第6話『日常はまだ遠く』

 真衣さんに挨拶して、俺達は愛実の家から学校に向けて出発する。

 今日もよく晴れており、日差しに直接当たると結構暑い。なので、出発した直後にマスクを外してバッグに入れた。

 また、今日になって咳の症状が治まったとのことで、あおいも俺とほとんど同じタイミングでマスクを外した。制服姿でマスクをしていないあおいを見るのは先週の金曜日以来なので、結構久しぶりに思えた。


「愛実ちゃん……辛そうでしたね」

「そうだな。顔も赤かったし、少し息苦しそうにもしていたから」

「ですね。昨日の朝のことを思い出しました」

「同じような症状だもんな」

「ええ。ただ、笑顔を見せてくれたことには安心しました。昨日の私と一緒で、私達の顔を見られたからでしょうか。愛実ちゃんの場合は、涼我君からのキスというおまじないもありましたが。恋人ですが、愛実ちゃんが羨ましいです」

「ははっ。きっと……そうだろうな。
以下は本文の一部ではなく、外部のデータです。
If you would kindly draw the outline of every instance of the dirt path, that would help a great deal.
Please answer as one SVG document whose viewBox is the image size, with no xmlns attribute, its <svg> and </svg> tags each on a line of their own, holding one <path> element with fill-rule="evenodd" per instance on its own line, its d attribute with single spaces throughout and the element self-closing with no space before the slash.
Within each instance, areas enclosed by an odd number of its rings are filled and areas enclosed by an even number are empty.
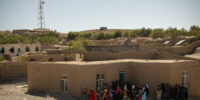
<svg viewBox="0 0 200 100">
<path fill-rule="evenodd" d="M 71 96 L 44 92 L 27 93 L 27 83 L 0 82 L 0 100 L 78 100 Z"/>
</svg>

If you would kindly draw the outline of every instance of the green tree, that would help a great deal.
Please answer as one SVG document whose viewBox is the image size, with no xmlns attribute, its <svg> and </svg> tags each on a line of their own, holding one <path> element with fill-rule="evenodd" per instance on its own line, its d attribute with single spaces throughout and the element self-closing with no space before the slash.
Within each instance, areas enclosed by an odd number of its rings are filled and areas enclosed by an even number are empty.
<svg viewBox="0 0 200 100">
<path fill-rule="evenodd" d="M 151 29 L 150 28 L 141 28 L 139 31 L 138 31 L 138 35 L 141 36 L 141 37 L 148 37 L 149 34 L 151 33 Z"/>
<path fill-rule="evenodd" d="M 165 32 L 163 29 L 154 29 L 150 34 L 150 37 L 152 38 L 163 38 L 166 36 Z"/>
<path fill-rule="evenodd" d="M 123 37 L 129 37 L 129 36 L 130 36 L 129 32 L 124 32 L 123 33 Z"/>
<path fill-rule="evenodd" d="M 75 40 L 79 36 L 80 36 L 80 34 L 77 32 L 69 32 L 67 38 L 68 38 L 68 40 Z"/>
<path fill-rule="evenodd" d="M 102 39 L 105 39 L 104 32 L 99 33 L 98 36 L 97 36 L 97 40 L 102 40 Z"/>
<path fill-rule="evenodd" d="M 121 31 L 116 31 L 114 33 L 114 38 L 122 37 L 122 32 Z"/>
<path fill-rule="evenodd" d="M 93 46 L 94 43 L 87 39 L 77 39 L 69 44 L 69 50 L 81 50 L 84 51 L 86 46 Z"/>
<path fill-rule="evenodd" d="M 180 30 L 178 30 L 177 28 L 172 28 L 172 27 L 169 27 L 169 28 L 165 31 L 165 33 L 166 33 L 168 36 L 172 37 L 172 38 L 176 38 L 176 37 L 178 37 L 178 36 L 182 36 L 182 35 L 183 35 L 183 33 L 182 33 Z"/>
<path fill-rule="evenodd" d="M 196 25 L 191 26 L 189 34 L 192 36 L 200 37 L 200 27 Z"/>
</svg>

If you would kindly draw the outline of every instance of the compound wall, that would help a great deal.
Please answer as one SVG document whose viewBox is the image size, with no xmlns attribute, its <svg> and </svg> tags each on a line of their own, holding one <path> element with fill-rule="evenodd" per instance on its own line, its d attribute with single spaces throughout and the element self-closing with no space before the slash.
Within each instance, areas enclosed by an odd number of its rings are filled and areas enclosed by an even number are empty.
<svg viewBox="0 0 200 100">
<path fill-rule="evenodd" d="M 120 71 L 126 73 L 125 79 L 137 86 L 150 87 L 155 96 L 160 83 L 181 84 L 182 72 L 189 72 L 189 95 L 200 96 L 200 66 L 196 60 L 112 60 L 96 62 L 57 62 L 29 63 L 29 91 L 61 91 L 61 76 L 68 76 L 68 93 L 80 97 L 81 89 L 90 87 L 96 90 L 96 75 L 104 74 L 105 82 L 119 80 Z M 37 74 L 35 74 L 37 73 Z"/>
<path fill-rule="evenodd" d="M 27 76 L 27 63 L 1 62 L 0 79 L 23 78 Z"/>
</svg>

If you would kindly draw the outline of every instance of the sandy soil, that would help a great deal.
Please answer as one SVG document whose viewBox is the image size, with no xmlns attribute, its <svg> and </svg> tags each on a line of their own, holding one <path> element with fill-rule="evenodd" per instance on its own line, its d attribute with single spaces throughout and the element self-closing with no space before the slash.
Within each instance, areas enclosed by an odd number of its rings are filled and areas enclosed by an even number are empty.
<svg viewBox="0 0 200 100">
<path fill-rule="evenodd" d="M 1 82 L 0 81 L 0 100 L 78 100 L 68 95 L 27 92 L 26 81 Z"/>
</svg>

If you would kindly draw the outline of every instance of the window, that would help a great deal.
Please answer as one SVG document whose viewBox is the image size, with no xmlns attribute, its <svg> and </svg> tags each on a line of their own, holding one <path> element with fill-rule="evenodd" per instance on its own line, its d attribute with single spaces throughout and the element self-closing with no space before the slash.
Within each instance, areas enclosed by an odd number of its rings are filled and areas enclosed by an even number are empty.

これまでも、愛実が風邪を引いたときは、学校に行く前に様子を見に行くのが恒例で。そのとき、愛実は笑顔を見せてくれることが多かったよ」

「そうでしたか」

「もちろん、キスのおまじないはさっきが初めてだけどな」


 俺がそう言うと、あおいは「ふふっ」と楽しそうに笑った。

 思い返すと、小学生の頃から登校する前に風邪を引いた愛実の様子を見に行くと、愛実は笑顔を見せてくれた。愛実は当時から俺のことが好きだったし、好きな人が会いに来てくれるのが嬉しかったのだろう。
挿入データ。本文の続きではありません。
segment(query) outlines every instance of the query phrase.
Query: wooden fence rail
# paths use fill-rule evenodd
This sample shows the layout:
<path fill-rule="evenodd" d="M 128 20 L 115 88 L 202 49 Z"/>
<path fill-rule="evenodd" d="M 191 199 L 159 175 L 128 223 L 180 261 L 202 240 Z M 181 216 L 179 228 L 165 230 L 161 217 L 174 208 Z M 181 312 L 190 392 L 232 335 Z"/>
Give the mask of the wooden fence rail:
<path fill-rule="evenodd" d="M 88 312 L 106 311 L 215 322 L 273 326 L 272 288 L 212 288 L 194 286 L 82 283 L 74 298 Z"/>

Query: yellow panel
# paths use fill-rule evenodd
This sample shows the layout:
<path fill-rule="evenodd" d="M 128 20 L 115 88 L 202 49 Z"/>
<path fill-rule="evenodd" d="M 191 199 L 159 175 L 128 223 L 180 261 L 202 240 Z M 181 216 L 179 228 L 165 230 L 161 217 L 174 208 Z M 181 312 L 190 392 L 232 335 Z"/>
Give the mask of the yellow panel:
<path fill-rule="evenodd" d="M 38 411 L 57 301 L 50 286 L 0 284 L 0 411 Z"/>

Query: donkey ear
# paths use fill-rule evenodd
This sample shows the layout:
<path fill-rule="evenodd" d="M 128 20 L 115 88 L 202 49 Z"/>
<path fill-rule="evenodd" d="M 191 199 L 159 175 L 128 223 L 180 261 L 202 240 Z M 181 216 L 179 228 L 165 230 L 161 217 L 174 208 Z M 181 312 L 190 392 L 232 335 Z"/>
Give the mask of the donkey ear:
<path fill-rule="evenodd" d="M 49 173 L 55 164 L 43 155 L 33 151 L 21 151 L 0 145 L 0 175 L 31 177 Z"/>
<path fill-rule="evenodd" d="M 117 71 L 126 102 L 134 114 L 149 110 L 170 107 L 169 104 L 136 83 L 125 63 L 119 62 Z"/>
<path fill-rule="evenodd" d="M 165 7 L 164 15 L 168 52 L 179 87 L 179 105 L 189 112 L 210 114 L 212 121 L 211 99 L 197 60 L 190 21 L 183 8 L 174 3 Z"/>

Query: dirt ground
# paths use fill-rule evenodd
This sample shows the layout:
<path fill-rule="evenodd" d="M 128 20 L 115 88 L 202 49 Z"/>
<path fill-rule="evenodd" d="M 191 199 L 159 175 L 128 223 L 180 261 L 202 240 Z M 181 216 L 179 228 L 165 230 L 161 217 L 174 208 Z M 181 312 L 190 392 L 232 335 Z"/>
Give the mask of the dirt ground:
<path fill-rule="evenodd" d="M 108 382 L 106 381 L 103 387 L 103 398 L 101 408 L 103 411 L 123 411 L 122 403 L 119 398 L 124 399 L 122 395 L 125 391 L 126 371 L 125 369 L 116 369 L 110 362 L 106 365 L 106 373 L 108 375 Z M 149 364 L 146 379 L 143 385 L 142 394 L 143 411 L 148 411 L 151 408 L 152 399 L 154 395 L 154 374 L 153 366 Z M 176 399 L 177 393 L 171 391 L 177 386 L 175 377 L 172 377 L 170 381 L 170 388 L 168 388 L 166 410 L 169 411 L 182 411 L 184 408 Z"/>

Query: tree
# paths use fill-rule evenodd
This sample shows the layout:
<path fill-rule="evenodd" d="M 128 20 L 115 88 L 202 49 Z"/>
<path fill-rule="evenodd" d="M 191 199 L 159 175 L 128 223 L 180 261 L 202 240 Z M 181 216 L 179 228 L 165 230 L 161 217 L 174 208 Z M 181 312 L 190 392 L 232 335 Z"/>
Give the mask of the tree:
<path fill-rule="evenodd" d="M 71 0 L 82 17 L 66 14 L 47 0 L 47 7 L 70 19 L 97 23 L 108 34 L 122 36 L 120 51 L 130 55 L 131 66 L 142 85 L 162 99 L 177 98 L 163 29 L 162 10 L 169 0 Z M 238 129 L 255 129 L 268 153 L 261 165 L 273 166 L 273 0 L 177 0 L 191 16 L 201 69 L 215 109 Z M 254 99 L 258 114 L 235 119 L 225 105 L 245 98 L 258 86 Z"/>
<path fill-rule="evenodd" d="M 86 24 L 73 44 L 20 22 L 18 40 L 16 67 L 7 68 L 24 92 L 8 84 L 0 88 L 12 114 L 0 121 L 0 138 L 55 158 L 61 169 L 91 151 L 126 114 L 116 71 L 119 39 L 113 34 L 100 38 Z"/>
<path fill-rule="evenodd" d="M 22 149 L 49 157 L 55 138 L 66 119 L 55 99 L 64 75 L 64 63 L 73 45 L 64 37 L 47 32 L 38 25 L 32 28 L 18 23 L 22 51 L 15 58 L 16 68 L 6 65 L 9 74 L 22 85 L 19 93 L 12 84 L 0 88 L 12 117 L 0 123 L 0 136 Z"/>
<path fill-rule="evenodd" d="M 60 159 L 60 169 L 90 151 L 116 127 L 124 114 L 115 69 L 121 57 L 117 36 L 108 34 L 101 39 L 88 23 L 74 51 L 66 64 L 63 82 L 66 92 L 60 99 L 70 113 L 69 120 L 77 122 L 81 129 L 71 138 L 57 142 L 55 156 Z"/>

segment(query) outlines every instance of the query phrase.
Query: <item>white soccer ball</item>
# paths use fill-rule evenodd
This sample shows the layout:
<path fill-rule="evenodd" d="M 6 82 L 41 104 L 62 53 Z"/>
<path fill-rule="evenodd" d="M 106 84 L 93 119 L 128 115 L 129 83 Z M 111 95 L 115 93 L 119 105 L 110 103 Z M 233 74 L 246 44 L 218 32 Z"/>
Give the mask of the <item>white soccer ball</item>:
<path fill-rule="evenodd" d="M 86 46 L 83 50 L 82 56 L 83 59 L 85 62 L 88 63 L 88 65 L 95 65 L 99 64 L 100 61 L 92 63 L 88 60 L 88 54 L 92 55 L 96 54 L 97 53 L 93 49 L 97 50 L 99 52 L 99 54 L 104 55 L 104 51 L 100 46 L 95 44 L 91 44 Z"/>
「それに、昨日はあおいが風邪を引いていた。だから、あおいの元気な姿を見られたことの嬉しさも、愛実が笑顔を見せた理由の一つだと思うぞ」

「……私が元気になったのが嬉しいと言っていましたもんね」

「ああ」


 昨日、愛実はあおいの体調が早く良くなってほしいと言っていたからな。だから、翌朝に元気な制服姿のあおいを見られて嬉しかったのだろう。


「私のように、愛実ちゃんも一日で元気になると嬉しいですね」

「そうだな。きっと元気になるさ。昨日、あおいが行った病院に行くし。あそこがかかりつけのお医者さんなんだ。これまでも、あの病院で処方された薬を飲めばだいたいは一日で治るから」

「そうですかっ」


 あおいはニコッと笑いながらそう言う。

 今回も、俺の話した通りに愛実が一日で元気になるといいな。そうなるためにも、放課後になったらあおいと一緒にお見舞いに行って、愛実のしてほしいことをしてあげたい。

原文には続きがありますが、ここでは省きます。